In 1981-82, Pakistan played series in Australia and at home to Sri Lanka. Imran was man of the series in Australia. He took 16 wickets at 19.50 conceding 312 runs in 150.2 overs. He made 70 not out and took five wickets in Pakistan’s innings victory in the third and final Test at Melbourne; Australia had won the first two Tests, despite some spirited spells of high-class pace bowling in both games from Imran. He missed the first two Tests against Sri Lanka, the first of which was won and the second of which was drawn. Returning for the third Test at Lahore, he showed what might have been by taking eight for 58, in what he himself described as one of his better spells in Test cricket, and six for 58. Pakistan won by an innings.

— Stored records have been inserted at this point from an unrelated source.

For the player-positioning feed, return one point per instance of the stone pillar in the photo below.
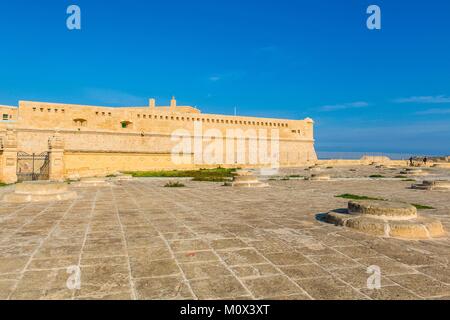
(56, 157)
(9, 157)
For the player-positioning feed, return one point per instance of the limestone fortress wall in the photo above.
(93, 140)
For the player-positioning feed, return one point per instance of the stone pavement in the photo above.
(139, 240)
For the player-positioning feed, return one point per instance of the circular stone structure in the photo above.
(92, 182)
(246, 179)
(437, 185)
(387, 219)
(320, 177)
(40, 191)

The reason Imran (and several other senior players) did not play in the first two games of the series had been because of a bitter row between them and the cricket board in Pakistan regarding Javed Miandad’s captaincy. Miandad had been in charge since Asif Iqbal’s resignation after the defeat by India in 1979-80. His had been a controversial appointment then and his relative youth and excitable temperament did not make things any easier. The tour of Australia had been an unhappy and contentious episode but the last straw was a statement issued by the board to the effect that senior players had been disloyal to Miandad. This led to a stand-off which resulted in Pakistan fielding what was virtually a second eleven in the first two Tests. When Pakistan only narrowly avoided defeat in the second Test at Faisalabad (where Arjuna Ranatunga made his Test debut) sanity prevailed. The disgruntled players returned and Miandad was prevailed upon to resign at the end of the series. So a new captain was required. A number of senior players, notably Zaheer Abbas thought it was their turn. But the job went to Imran.